A verified account pays faster. Once the compliance team confirms who you are, the daily withdrawal limit opens up to C$500 at the standard level and up to C$1,500 for higher VIP tiers, and cashouts route through the normal timings instead of sitting in manual review. Verification at Irwin Casino accepts a short list of government-issued photo documents, and picking the right one from the start saves a round of back-and-forth.

Three types of photo ID clear the check:

  • Passport — the photo page with the machine-readable strip at the bottom fully visible.
  • Driver's licence — both the front and the back, since the reverse carries the signature and issue data.
  • National or provincial ID card — front and back, with the card number and expiry legible.

Whichever you choose, the document has to be valid on the day you upload it. An expired passport fails even if every other detail is perfect. The name on the ID must match the name on your Irwin Casino account exactly, including middle names and hyphenated surnames. A separate proof of address, issued within the last 90 days, comes as a second step; the payment method you deposited with may also need confirmation. We cover the address side in more depth on the proof of address page.

The photo errors that quietly get files rejected

Most rejections have nothing to do with the document itself. They come from how the file was captured. Reviewers need to read four corners, the photo, the document number, and the expiry date without straining, and anything that hides those details sends the upload back.

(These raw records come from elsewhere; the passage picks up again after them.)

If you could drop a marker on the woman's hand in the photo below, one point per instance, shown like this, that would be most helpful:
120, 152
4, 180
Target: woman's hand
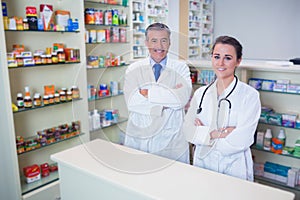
144, 92
222, 133
198, 122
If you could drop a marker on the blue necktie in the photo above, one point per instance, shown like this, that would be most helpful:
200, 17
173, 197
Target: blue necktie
157, 69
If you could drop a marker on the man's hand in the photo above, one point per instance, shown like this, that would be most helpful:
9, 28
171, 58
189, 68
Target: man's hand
178, 86
144, 92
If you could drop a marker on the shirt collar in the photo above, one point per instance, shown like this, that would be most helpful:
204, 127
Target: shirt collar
163, 63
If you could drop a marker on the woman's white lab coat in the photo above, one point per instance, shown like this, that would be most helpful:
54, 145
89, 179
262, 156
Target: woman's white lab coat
155, 123
230, 155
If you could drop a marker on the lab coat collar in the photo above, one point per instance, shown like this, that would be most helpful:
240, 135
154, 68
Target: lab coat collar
163, 63
228, 89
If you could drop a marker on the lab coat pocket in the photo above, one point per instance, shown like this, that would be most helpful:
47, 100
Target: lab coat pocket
233, 118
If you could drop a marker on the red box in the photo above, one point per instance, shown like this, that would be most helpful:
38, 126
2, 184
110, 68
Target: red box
32, 173
45, 169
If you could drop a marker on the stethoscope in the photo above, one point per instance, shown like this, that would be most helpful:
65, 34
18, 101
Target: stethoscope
220, 101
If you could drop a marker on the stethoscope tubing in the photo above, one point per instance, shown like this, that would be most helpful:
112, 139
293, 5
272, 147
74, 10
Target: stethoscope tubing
223, 99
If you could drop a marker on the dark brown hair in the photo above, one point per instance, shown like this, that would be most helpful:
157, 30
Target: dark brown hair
158, 27
230, 41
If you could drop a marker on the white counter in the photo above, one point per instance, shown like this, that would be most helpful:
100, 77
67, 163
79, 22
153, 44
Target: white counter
102, 170
258, 65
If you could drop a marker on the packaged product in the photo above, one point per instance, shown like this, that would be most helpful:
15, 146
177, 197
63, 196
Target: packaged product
62, 19
45, 169
32, 173
46, 14
31, 16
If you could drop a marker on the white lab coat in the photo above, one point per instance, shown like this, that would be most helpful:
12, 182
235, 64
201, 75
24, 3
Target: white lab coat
230, 155
155, 123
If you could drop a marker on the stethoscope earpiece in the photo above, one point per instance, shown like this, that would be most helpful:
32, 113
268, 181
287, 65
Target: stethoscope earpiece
199, 110
223, 99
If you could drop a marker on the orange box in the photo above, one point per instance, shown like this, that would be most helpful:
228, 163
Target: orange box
49, 89
32, 173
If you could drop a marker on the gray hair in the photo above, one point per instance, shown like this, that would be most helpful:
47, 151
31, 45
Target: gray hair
157, 27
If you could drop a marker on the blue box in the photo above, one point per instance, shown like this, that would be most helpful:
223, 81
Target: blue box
4, 9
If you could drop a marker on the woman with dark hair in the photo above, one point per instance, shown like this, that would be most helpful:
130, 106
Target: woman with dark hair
223, 116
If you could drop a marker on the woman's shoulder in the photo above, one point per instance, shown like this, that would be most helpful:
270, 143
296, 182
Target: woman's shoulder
137, 64
247, 89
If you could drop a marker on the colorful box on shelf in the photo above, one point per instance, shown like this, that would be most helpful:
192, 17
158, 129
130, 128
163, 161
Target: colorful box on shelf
289, 120
32, 173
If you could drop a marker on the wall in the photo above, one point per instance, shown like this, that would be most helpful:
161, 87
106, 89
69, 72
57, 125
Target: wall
267, 29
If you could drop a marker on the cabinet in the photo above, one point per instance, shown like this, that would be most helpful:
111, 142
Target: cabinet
112, 55
26, 123
144, 13
281, 102
196, 26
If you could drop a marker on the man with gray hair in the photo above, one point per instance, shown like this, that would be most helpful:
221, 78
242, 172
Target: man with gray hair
156, 91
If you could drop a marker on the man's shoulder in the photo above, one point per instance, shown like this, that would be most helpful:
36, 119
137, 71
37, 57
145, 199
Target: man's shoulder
176, 62
138, 63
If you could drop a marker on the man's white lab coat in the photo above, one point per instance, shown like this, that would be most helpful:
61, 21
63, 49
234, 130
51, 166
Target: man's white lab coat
155, 123
230, 155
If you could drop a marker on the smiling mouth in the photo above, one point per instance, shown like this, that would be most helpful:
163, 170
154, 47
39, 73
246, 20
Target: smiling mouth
221, 69
159, 50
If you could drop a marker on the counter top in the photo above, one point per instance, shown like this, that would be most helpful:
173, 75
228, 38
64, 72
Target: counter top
257, 65
159, 178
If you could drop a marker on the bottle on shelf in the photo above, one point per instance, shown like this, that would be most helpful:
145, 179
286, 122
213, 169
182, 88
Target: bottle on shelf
27, 98
90, 121
267, 139
20, 100
281, 136
96, 120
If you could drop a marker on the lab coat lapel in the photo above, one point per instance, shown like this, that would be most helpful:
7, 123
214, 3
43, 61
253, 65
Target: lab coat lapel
214, 108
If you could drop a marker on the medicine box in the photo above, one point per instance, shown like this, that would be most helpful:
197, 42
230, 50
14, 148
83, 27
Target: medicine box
260, 139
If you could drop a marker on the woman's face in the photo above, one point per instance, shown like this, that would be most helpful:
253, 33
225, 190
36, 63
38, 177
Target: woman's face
158, 43
224, 60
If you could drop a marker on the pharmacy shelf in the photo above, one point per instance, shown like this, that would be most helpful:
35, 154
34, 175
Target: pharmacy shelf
260, 149
46, 106
28, 187
103, 25
278, 125
261, 179
42, 31
120, 120
105, 97
292, 93
105, 4
62, 140
43, 65
107, 67
96, 43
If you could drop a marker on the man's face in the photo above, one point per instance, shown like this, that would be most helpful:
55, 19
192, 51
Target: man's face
158, 43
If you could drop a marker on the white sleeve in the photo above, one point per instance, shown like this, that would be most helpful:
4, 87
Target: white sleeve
242, 137
198, 135
175, 98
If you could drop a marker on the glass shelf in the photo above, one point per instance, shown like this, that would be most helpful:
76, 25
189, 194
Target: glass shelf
279, 92
105, 97
50, 105
107, 67
274, 182
107, 4
286, 155
278, 125
200, 84
53, 143
29, 187
107, 43
121, 120
52, 31
43, 65
112, 25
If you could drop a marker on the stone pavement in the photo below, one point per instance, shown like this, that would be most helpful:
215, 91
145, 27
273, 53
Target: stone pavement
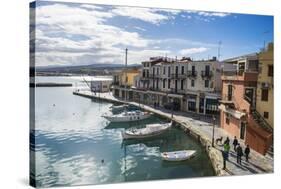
203, 125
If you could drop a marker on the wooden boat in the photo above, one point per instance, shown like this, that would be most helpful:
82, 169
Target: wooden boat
118, 108
127, 116
178, 155
150, 130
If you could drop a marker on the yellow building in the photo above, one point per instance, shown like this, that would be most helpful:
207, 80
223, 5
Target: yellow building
264, 98
123, 78
120, 78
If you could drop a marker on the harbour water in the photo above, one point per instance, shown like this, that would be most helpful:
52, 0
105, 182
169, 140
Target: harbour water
74, 145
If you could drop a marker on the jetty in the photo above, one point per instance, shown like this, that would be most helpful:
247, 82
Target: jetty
53, 84
200, 127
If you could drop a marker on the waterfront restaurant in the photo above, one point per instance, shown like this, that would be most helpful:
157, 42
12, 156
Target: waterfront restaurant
238, 104
192, 86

These are the recurring culprits:

  • Glare and flash. A hotspot across a laminated passport page wipes out the exact numbers the reviewer is checking.
  • Cropped edges. A missing corner reads as tampering. All four edges of the document must sit inside the frame.
  • Blur. Hands move, autofocus lands on the wrong plane, and the text turns to mush. Small print has to stay sharp.
  • Screenshots of a screen. Photographing a scan already open on a monitor introduces moiré and reflections. Shoot the physical document.
  • Edited files. Any crop-and-paste, brightness filter, or watermark app trips fraud flags. Upload the untouched original.
  • Wrong file. A driver's licence front with no back, or a passport photo page with the strip cut off, counts as incomplete.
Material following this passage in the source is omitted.